Fazit und Praxishinweis: Der Geschädigte ist grundsätzlich berechtigt, nach einem unverschuldeten Verkehrsunfall ein Gutachten über die Höhe und den Umfang des Kraftfahrzeugschadens einzuholen. Er darf dabei einen für ihn ohne weiteres erreichbaren Sachverständigen seiner Wahl mit der Erstellung des Schadensgutachtens beauftragen. Die Kosten des Sachverständigengutachtens sind dem Grunde nach erstattungsfähig.

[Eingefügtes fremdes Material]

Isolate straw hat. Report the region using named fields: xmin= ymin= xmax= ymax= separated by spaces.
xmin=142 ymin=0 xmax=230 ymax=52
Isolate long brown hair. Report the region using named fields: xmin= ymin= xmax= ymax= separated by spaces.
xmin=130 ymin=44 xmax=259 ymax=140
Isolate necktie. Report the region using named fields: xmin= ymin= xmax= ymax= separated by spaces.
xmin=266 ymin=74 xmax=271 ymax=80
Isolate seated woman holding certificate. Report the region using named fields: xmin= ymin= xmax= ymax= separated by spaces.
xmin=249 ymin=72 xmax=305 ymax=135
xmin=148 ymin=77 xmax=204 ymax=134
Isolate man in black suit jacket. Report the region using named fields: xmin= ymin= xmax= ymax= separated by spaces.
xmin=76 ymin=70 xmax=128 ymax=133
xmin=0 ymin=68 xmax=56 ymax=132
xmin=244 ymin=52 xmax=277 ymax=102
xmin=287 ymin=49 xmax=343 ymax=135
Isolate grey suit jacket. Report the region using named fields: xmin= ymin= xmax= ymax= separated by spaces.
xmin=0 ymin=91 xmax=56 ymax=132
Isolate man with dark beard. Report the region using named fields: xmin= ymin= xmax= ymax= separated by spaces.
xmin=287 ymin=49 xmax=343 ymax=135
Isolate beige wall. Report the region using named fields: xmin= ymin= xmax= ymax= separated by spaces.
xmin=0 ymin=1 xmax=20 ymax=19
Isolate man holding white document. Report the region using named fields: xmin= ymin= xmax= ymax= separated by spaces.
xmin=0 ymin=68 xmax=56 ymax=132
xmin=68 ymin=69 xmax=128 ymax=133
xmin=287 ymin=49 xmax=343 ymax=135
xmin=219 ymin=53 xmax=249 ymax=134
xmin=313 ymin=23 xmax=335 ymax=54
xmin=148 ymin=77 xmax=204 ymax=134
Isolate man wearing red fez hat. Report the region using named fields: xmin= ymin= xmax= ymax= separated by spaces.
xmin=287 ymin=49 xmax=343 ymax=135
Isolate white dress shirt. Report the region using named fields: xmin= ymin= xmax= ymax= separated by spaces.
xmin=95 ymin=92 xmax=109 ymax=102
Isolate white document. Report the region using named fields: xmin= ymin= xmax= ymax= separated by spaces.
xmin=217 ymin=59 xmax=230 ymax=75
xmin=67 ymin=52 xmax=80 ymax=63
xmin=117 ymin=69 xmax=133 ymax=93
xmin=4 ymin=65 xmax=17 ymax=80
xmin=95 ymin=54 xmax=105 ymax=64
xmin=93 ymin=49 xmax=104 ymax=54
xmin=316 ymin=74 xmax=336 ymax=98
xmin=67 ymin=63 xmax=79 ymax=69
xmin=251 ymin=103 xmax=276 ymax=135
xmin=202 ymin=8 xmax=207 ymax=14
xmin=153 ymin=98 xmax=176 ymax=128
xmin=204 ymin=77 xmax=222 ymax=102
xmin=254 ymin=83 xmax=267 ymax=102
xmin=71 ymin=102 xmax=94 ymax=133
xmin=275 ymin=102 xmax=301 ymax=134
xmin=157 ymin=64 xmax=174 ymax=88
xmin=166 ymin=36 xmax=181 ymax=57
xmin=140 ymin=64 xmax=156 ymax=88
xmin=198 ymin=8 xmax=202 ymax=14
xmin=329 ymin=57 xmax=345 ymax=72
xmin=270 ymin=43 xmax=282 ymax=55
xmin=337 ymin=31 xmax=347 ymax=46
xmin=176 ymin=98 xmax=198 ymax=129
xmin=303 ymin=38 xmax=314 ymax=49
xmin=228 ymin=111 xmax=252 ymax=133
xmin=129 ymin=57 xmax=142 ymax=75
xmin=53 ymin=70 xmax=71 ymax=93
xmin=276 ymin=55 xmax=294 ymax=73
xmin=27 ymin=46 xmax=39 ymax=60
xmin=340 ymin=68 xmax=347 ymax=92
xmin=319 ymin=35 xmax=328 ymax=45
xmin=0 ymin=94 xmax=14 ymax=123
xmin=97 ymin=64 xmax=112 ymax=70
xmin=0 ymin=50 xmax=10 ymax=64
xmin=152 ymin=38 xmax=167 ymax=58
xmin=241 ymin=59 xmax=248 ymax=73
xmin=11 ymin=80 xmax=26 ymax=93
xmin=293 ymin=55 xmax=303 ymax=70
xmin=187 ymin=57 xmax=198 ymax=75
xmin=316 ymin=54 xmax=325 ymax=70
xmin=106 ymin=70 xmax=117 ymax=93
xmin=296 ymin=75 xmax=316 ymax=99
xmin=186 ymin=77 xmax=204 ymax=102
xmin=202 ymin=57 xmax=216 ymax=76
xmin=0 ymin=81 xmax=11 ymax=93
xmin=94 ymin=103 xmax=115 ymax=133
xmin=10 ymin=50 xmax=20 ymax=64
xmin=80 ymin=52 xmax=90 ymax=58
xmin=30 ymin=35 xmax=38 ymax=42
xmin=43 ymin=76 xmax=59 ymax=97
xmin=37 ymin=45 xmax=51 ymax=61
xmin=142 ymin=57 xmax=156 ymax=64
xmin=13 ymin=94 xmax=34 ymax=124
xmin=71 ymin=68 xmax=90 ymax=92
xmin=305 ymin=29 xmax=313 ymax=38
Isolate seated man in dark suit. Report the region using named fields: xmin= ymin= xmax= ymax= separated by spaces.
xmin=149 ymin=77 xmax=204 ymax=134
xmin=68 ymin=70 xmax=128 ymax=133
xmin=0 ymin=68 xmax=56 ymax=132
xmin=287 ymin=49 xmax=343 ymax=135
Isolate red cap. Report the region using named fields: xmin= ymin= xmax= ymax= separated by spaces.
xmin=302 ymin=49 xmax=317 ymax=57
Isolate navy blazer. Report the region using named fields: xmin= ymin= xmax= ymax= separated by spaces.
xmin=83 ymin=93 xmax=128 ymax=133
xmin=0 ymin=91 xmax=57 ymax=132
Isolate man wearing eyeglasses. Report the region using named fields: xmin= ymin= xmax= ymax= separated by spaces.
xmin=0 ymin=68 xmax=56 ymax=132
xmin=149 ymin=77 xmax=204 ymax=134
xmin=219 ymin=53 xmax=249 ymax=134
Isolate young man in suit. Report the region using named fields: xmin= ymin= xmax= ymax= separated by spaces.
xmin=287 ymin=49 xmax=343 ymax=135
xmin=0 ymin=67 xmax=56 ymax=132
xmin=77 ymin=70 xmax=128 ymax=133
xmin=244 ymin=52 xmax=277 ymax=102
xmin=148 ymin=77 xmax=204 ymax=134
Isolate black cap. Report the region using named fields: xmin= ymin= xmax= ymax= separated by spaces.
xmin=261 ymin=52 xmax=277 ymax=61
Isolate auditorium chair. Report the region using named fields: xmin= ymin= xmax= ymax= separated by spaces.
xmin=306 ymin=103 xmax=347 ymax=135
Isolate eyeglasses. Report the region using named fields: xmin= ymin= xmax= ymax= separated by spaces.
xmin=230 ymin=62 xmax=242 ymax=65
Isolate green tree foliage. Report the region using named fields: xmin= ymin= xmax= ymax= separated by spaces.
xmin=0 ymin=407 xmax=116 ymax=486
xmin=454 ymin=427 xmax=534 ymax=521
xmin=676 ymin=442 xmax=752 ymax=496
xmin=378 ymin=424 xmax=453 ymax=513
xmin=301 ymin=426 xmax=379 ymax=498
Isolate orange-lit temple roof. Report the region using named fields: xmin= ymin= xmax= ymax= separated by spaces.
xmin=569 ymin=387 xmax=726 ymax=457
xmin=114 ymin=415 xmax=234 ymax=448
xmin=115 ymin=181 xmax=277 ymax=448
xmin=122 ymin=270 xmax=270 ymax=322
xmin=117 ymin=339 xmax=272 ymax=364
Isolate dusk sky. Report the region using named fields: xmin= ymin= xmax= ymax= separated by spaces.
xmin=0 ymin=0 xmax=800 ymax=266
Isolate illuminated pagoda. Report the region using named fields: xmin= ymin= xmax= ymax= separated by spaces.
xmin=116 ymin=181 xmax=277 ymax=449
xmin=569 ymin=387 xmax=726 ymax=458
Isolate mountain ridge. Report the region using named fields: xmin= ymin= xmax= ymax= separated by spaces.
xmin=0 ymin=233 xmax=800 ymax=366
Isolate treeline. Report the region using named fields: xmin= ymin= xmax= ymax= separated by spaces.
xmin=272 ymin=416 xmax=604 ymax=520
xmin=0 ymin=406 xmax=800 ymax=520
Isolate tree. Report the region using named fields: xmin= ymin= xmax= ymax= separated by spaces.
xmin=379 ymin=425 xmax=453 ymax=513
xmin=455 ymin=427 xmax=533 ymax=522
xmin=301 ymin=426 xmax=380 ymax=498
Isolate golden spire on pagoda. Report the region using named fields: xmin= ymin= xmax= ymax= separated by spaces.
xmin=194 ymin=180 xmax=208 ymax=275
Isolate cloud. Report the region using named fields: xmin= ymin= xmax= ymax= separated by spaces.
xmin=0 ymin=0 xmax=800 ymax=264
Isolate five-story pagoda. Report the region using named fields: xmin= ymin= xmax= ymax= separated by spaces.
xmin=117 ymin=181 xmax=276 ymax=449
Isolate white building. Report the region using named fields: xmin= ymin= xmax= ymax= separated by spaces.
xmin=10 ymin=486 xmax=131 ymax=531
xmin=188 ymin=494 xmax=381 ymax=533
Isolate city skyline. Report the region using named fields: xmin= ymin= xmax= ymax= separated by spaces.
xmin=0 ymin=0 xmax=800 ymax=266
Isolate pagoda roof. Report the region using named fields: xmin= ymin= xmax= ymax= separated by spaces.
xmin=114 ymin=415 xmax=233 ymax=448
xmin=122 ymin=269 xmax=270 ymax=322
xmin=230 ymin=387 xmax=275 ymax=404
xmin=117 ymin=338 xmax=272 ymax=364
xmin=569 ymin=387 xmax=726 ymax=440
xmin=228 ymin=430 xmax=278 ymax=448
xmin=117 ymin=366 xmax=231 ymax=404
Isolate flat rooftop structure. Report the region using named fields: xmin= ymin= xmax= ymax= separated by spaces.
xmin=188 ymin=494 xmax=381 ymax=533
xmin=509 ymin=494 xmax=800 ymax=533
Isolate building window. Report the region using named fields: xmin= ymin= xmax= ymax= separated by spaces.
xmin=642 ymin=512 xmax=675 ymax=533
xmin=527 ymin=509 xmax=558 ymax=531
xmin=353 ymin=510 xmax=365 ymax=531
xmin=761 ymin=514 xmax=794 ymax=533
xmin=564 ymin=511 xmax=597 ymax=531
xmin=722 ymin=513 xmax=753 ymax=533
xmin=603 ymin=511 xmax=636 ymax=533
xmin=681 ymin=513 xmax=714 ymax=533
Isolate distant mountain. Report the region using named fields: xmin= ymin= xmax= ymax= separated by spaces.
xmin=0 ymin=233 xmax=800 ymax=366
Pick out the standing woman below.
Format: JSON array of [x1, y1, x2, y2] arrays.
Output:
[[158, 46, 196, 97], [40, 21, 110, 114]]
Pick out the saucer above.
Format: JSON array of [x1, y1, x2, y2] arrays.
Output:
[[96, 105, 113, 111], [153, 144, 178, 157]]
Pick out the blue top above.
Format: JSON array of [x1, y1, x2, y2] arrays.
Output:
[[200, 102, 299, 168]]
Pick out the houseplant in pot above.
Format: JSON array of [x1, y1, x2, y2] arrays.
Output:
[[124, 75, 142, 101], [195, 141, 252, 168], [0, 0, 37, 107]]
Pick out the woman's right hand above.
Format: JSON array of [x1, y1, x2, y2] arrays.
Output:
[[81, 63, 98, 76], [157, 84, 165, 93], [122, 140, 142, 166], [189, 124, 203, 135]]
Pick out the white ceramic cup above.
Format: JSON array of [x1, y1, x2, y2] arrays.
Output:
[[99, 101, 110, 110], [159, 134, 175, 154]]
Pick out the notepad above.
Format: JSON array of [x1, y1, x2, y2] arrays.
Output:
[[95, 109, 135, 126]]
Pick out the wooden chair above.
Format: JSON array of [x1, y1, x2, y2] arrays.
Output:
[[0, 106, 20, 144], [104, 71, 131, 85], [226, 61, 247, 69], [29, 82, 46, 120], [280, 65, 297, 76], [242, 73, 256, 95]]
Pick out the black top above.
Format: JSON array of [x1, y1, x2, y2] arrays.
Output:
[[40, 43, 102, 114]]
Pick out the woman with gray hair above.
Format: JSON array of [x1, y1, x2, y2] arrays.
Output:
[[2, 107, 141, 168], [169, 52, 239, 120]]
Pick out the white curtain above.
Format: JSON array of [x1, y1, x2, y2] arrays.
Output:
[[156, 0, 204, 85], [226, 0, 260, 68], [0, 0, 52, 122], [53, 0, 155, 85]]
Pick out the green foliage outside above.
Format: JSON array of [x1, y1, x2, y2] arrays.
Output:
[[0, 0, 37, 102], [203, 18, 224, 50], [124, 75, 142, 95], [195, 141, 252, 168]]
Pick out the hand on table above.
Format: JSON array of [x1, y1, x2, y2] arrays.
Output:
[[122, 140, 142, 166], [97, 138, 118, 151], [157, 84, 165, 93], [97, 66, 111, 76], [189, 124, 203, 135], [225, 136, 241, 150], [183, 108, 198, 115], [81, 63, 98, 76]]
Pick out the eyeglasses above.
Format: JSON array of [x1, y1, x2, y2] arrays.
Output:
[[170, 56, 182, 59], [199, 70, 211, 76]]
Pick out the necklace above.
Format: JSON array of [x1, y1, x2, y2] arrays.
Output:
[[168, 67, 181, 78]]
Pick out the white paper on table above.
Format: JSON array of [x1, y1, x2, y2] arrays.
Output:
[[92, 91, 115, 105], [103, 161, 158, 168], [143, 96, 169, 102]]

Sie gehören zu den mit dem Schaden unmittelbar verbundenen und gemäß § 249 I BGB auszugleichenden Vermögensnachteilen, soweit die Begutachtung zur Geltendmachung der Schadensersatzansprüche erfor5derlich und zweckmäßig ist. Ebenso können die Sachverständigenkosten zu dem nach § 249 II 1 BGB erforderlichen Herstellungsaufwand gehören, wenn eine vorherige Begutachtung zur tatsächlichen Durchführung der Wiederherstellung erforderlich und zweckmäßig ist. Dabei bildet die Rechnung des Sachverständigen ein Indiz für die erforderliche Höhe des zu ersetzenden Betrages. Nur wenn der Geschädigte erkennen kann, dass der berechnete oder der vereinbarte Betrag erkennbar deutlich über den branchenüblichen Beträgen liegt, ist er nicht mehr berechtigt. Den vollen Rechnungsbetrag erstattet zu erhalten. Eine deutlich erkennbare Überhöhung dürfte bei dem Doppelten des üblichen Betrages liegen. Nur dann wird der Geschädigte eine Überhöhung erkennen können. Immerhin ist bei der Frage der Erkennbarkeit auch auf die spezielle Situation des Geschädigten und auf seine individuellen Erkenntnis- und Einflussmöglichkeiten Rücksicht zu nehmen. Die Werte der BVSK-Honorarbefragung muss er nicht kennen.